La célébration de cette « Action de grâce » américaine intervient chaque quatrième jeudi de novembre pour remercier Dieu et les récoltes et honorer les bonheurs en tous genres vécus au cours de l'année. Ce jour de fête a pour racines historiques les premiers colons européens du Mayflower qui, en 1621, instaurèrent ce rite pour remercier les Indiens. Ces derniers étaient venus en aide à ces pèlerins dans leur installation aux portes de Cape Cod (Massachusetts) en leur apprenant à chasser et à récolter le maïs. Nous nous sommes donc impliqués dans l’organisation de ce moment familial et festif.

Ce fut l’occasion d’apprendre de nouvelles recettes culinaires avec Victoria qui, ne consommant aucun produit animal, avait préparé un menu adapté. Ainsi, pas de dinde. Cela tombait plutôt à pic puisque notre alimentation est à dominante végétarienne. Pour nos hôtes, Thanksgiving rimait avec altruisme, c’est pourquoi ils proposèrent à chaque invité d’apporter une affaire ou un objet de première nécessité qui remplirait un sac destiné à une femme vivant dans la rue. Le don eut lieu un mardi matin, dans un marché de Montpellier. Elle était hongroise et voguait dans la ville, ici et là, depuis près de quatre ans. Elle parlait peu français mais, lorsqu’on lui remit le sac, l’expression de surprise mêlée de gratitude qui apparut sur son visage ne réclamait pas l’emploi de mots.



L’association Les Jardins des Partages a également une intention culturelle qui s’observe à travers la tenue de manifestations telles que Les Fruitiers en folie.

Organisé durant deux jours, les 2 et 3 décembre, ce festival avait pour fil rouge la plantation d’arbres et d’arbustes fruitiers de variétés anciennes et natives. Le week-end précédant l'événement, nous nous sommes rendus au festival de l’Arbre, de la Plante et du Fruit à Saint-Jean-du-Gard pour acquérir ces plantes. Cette manifestation était un rassemblement d’amoureux de la nature où l’on eut l’occasion de discuter avec des acteurs de la vie alternative. Sans être exhaustifs, notre avons noté la présence de structures telles que les associations Kokopelli et Terre & Humanisme ou encore la branche viticole de la communauté Longo Maï. L’achat des plants pour Les Fruitiers en Folie a été financé grâce à la participation de villageois et autres bienfaiteurs de l’association. Ce festival fut rythmé par des animations et des ateliers pour enfants.
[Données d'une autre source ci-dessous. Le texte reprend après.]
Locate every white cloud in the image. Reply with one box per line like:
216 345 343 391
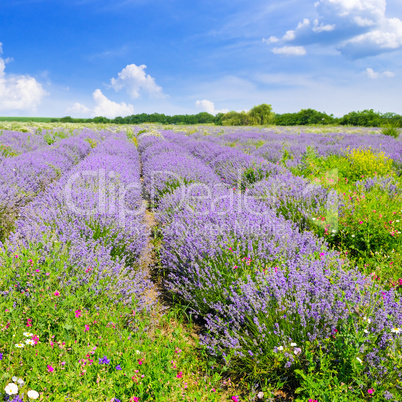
67 102 91 116
262 36 279 45
313 19 336 32
0 42 48 112
195 99 229 115
110 64 166 99
365 68 395 80
272 46 307 56
66 89 134 119
266 0 402 58
92 89 134 119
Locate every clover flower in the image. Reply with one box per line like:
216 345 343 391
4 382 18 395
99 356 110 364
27 389 39 399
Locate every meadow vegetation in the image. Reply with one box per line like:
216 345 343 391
0 124 402 402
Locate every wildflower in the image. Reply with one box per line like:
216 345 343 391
99 356 110 364
27 389 39 399
4 382 18 395
13 377 25 387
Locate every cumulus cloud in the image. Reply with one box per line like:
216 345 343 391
0 42 48 112
265 0 402 58
110 64 166 99
365 68 395 80
67 102 91 116
272 46 307 56
92 89 134 119
262 36 280 45
195 99 229 115
66 89 134 119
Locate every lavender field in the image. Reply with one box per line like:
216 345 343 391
0 124 402 402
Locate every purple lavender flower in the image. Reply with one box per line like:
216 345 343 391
99 356 110 364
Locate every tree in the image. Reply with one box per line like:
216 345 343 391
248 103 275 126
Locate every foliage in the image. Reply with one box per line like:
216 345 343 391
0 245 232 402
274 109 337 126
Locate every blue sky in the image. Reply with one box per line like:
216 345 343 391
0 0 402 117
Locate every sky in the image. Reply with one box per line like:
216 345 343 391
0 0 402 118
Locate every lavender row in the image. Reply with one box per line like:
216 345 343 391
147 133 402 380
0 132 100 240
0 131 48 159
8 134 152 308
204 129 402 168
139 136 220 203
163 132 286 189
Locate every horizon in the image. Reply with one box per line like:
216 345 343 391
0 0 402 118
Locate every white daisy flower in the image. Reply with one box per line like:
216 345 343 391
4 382 18 395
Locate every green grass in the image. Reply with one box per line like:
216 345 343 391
0 240 242 402
0 116 54 123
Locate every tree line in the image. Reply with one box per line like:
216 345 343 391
51 103 402 128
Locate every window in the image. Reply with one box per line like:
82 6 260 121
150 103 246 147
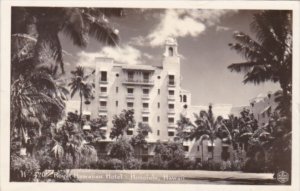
127 88 133 94
143 117 148 122
100 87 107 93
168 131 175 137
100 71 107 82
143 89 149 95
143 103 149 109
127 102 133 108
100 101 106 107
128 71 134 81
168 117 174 123
169 47 174 56
169 90 175 95
127 130 133 135
143 73 149 82
169 103 174 109
221 147 230 161
169 75 175 85
183 146 189 152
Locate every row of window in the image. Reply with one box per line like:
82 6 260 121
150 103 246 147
100 101 175 110
100 71 175 85
100 86 175 95
127 129 175 137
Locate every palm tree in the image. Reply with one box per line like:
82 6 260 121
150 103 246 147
190 105 232 159
69 66 95 119
11 70 64 156
12 7 122 73
228 10 292 117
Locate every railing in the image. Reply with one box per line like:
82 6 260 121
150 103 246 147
99 79 108 84
99 92 108 97
168 80 175 86
142 108 150 113
123 79 154 85
126 93 134 99
168 95 175 100
168 109 175 114
99 106 107 111
142 94 150 99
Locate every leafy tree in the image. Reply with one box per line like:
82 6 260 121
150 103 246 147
84 116 107 144
12 7 122 73
130 122 152 159
69 66 95 119
176 115 194 140
228 10 292 117
190 105 232 159
130 122 152 147
108 138 133 161
109 109 135 139
151 142 185 169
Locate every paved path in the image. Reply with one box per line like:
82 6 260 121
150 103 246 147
71 169 276 185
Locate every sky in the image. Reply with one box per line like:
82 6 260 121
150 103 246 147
60 9 279 106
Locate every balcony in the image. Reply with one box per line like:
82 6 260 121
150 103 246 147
168 80 176 87
142 94 150 99
99 80 108 84
168 122 177 127
168 95 175 101
168 109 175 114
126 93 134 99
99 92 108 98
99 106 107 112
123 79 154 86
142 108 150 114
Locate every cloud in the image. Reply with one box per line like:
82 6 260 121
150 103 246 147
77 44 152 66
130 9 236 47
216 26 230 32
147 9 206 46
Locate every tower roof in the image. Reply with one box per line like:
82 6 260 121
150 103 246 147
165 36 177 45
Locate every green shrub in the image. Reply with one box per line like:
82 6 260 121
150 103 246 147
220 160 232 171
97 159 107 169
106 158 124 170
125 158 142 170
148 155 168 170
107 138 133 161
10 155 40 182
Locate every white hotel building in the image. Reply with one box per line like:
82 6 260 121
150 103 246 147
67 37 276 159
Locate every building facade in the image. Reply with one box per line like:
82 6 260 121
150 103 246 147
67 37 274 161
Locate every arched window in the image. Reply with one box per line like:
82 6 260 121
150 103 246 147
169 47 174 56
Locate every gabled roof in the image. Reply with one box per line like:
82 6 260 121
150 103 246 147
122 64 155 71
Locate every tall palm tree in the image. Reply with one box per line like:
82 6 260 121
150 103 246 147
69 66 95 119
191 105 232 159
11 71 64 156
228 10 292 116
12 7 122 73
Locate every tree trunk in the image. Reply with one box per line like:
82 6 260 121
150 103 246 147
211 139 215 161
79 90 82 121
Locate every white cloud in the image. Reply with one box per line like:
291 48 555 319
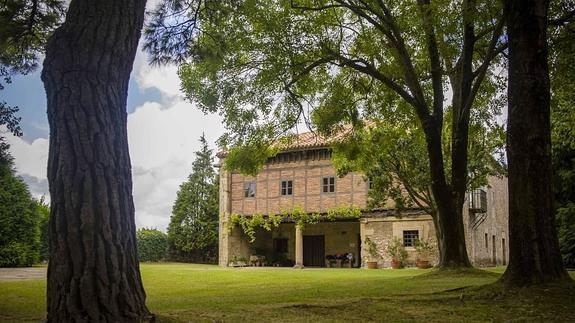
7 45 223 230
132 45 182 100
128 100 223 230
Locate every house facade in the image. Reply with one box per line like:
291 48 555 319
218 133 508 267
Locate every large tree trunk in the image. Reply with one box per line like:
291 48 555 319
42 0 150 322
501 0 567 286
423 118 471 269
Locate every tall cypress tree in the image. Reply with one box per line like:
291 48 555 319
168 134 219 262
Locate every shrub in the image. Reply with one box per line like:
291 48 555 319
0 241 38 267
385 237 407 266
0 149 41 267
136 228 168 261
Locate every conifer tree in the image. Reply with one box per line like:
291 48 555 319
168 134 219 262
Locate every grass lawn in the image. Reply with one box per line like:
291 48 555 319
0 264 575 322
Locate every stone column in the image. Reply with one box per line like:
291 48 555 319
293 224 303 269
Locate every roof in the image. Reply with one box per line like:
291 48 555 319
216 126 352 158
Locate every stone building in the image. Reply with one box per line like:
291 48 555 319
218 133 508 267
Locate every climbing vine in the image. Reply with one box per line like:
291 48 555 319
227 206 361 242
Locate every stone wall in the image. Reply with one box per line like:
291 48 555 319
219 149 509 267
360 215 437 267
463 176 509 266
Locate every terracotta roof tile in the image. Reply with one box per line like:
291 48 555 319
216 126 351 158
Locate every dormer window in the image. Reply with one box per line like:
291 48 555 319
321 177 335 193
244 182 256 197
469 189 487 213
281 180 293 196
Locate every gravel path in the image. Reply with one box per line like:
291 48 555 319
0 267 46 281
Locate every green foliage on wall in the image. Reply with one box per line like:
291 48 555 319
228 206 361 242
549 1 575 268
136 228 168 261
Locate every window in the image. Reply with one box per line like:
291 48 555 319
244 182 256 197
281 180 293 195
403 230 419 247
274 238 287 253
321 177 335 193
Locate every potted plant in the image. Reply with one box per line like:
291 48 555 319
364 237 381 269
385 237 407 269
414 239 435 269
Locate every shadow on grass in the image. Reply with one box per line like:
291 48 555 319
411 268 501 280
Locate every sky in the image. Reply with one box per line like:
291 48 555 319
0 32 224 231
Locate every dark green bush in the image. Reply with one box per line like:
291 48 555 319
0 242 38 267
136 228 168 261
0 149 41 267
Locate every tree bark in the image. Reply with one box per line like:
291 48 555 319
501 0 568 286
423 118 471 269
42 0 151 322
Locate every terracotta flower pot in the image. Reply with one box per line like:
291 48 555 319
415 259 430 269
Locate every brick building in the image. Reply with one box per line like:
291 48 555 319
218 132 508 267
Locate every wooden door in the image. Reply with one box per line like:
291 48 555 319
303 235 325 267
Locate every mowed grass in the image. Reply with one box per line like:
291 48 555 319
0 263 575 322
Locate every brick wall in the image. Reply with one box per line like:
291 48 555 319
226 151 367 214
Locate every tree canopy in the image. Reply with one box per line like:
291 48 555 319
0 0 64 135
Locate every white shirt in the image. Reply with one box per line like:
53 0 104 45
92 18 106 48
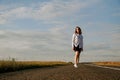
72 33 83 48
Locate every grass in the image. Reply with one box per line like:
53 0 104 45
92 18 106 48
0 59 69 73
93 62 120 67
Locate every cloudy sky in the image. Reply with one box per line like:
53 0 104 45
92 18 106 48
0 0 120 62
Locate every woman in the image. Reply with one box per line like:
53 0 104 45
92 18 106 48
72 26 83 68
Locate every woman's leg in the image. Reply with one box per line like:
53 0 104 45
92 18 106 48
77 52 80 64
74 51 80 64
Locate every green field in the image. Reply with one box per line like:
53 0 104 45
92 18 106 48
0 60 69 73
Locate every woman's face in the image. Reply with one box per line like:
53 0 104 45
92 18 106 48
76 28 79 33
Le samedi après-midi, Romain proposa une animation agroécologique autour de l’arbre. Il nous guida à travers la forêt adjacente au jardin des aubes, dont il connaît chaque recoin. Cette promenade fut ponctuée d’activités ludiques qui nous questionnèrent sur la vie des arbres, leur importance dans l’écosystème planétaire et notre rapport avec eux. Un temps de méditation collective paracheva ce moment "arbolesque".

La journée du dimanche était bien remplie et démarra au jardin des fleurs par des ateliers jeune public et bilingues.
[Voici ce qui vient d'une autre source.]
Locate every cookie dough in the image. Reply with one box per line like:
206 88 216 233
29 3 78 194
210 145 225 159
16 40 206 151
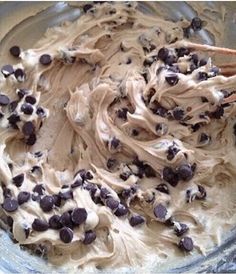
0 2 236 268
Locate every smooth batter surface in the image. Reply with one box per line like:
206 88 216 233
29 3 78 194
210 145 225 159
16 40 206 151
0 4 236 267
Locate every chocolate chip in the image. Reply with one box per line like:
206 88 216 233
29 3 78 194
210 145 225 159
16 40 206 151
14 68 25 82
71 178 83 188
163 167 179 187
100 187 110 199
211 106 224 119
48 215 62 229
178 164 193 181
173 107 185 121
143 164 156 178
59 227 73 244
0 94 10 106
191 17 203 31
17 89 28 99
60 211 73 229
1 65 14 77
157 48 169 62
36 107 45 117
17 191 30 205
74 169 93 181
121 188 131 199
126 58 132 65
39 195 54 212
84 182 97 196
3 187 12 198
167 64 180 73
107 158 117 169
176 47 190 57
21 104 34 115
106 197 119 210
195 185 207 200
117 108 129 121
114 204 129 217
183 26 191 38
179 237 193 252
165 55 177 66
2 197 18 212
7 216 14 227
59 190 73 200
25 133 37 146
198 71 208 81
71 207 88 225
9 46 20 57
30 166 43 176
33 184 45 195
165 74 179 86
153 204 167 220
39 54 52 66
120 171 131 181
174 223 189 237
9 101 18 112
143 58 154 67
156 183 170 194
129 215 145 226
83 4 93 13
22 121 35 136
12 173 24 187
167 145 180 161
25 95 36 105
111 137 120 149
83 230 97 245
165 217 175 226
32 218 49 232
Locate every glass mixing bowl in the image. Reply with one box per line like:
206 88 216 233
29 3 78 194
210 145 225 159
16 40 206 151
0 1 236 273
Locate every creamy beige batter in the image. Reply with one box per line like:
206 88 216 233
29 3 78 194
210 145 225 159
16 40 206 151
0 3 236 268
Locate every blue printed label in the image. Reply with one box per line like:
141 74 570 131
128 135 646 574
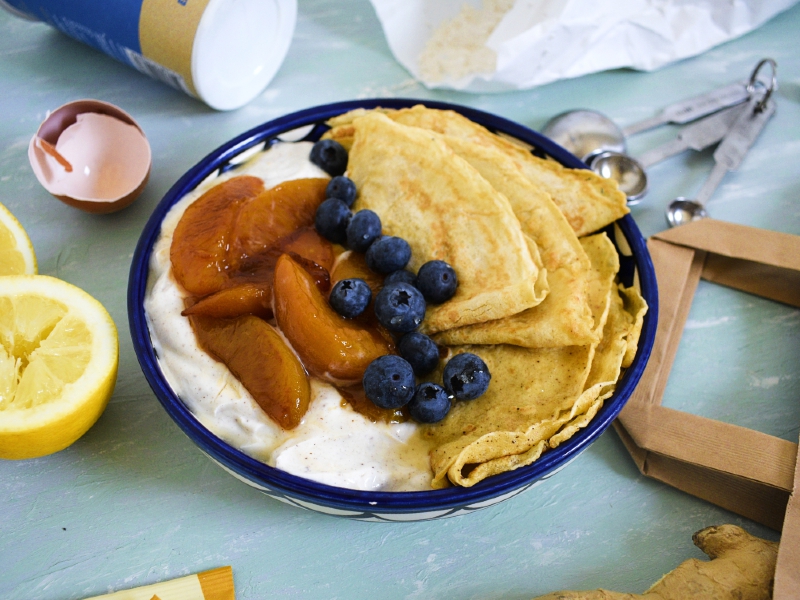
4 0 143 67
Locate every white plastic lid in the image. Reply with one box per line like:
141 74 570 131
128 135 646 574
192 0 297 110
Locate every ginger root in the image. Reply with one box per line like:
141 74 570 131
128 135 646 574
535 525 778 600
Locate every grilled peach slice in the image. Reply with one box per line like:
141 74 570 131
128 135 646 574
273 254 394 383
190 316 311 429
170 175 264 296
231 179 328 267
181 282 272 319
331 252 383 298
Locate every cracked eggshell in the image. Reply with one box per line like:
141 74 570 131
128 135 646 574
28 100 152 213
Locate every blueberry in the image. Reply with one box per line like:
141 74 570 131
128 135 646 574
442 352 492 400
314 198 353 244
308 140 347 177
347 209 381 252
375 283 425 333
408 383 450 423
328 279 372 319
417 260 458 304
383 269 417 287
325 175 356 206
397 331 439 377
365 235 411 275
362 354 414 408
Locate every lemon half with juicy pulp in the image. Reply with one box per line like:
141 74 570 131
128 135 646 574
0 204 37 275
0 275 119 459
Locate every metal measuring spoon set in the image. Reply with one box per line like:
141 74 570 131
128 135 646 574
542 58 777 226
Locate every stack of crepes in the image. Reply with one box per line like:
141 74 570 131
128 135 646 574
326 106 647 487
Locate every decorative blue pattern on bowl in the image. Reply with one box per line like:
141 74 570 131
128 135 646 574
128 98 658 521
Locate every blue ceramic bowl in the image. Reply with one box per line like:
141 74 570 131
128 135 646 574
128 98 658 521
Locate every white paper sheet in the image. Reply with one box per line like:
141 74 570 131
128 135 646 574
371 0 798 92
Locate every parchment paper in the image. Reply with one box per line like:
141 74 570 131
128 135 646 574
371 0 797 92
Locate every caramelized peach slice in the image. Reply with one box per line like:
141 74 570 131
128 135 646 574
273 254 394 382
275 226 334 271
331 252 383 298
190 316 311 429
181 282 272 319
231 179 328 266
169 175 264 296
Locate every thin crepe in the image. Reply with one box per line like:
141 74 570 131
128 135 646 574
423 234 635 487
348 112 548 333
326 105 630 237
428 135 599 348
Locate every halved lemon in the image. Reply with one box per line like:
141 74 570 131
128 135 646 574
0 275 119 459
0 204 37 275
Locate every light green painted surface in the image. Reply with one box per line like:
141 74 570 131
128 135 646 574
0 0 800 600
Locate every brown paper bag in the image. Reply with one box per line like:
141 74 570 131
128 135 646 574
614 219 800 599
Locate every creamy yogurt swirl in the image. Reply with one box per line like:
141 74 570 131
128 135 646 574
144 142 431 491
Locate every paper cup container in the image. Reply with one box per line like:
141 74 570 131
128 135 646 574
0 0 297 110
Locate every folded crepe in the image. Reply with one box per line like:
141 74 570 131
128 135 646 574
422 234 644 487
347 112 548 333
326 105 630 237
428 135 599 348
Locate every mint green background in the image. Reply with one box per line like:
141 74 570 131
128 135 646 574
0 0 800 600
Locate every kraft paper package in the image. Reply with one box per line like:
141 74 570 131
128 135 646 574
86 566 236 600
614 219 800 600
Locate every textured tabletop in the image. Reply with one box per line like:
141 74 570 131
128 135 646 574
0 0 800 600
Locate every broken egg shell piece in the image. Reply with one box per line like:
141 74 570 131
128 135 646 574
28 100 152 213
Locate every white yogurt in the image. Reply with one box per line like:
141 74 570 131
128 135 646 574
144 142 431 491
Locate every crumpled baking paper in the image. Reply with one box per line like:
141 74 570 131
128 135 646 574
371 0 798 92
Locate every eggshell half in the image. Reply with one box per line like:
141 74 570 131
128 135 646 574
28 100 152 213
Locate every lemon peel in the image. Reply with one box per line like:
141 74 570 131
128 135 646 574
0 204 37 275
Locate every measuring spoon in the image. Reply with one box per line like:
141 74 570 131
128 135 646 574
667 87 775 227
584 105 746 206
542 81 751 162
Tout commença par la pièce de théâtre The Giving Tree de Shel Silverstein, interprétée en anglais par Mathilde et Victoria et narrée par son amie Kim. Puis, s’en suivit un échange pour tenter de comprendre les différentes morales de l’histoire.


Enfin, nous avons animé des ateliers sur le thème de l’arbre.

Les enfants ont fabriqué leur couronne de feuilles, dessiné l’arbre de leurs rêves, retrouvé le nom des parties de l’arbre en anglais, peint sur des cailloux ce qu’ils avaient à offrir aux arbres plantés et qui ne peut s’acheter et, enfin, ils ont adopté leur arbre !

Sur les coups de 12h, une grande table fut dressée et garnie des plats concoctés par les participants. Une chanson écrite et composée par Victoria, en l’honneur des fruitiers, fut entonnée en chœur par les enfants et sonna l’heure du repas. Après cette pause, nous entreprîmes, tous ensemble, de planter une quinzaine d’arbres autour des pétales du jardin des fleurs ainsi que dans le village, près de l’ancien lavoir.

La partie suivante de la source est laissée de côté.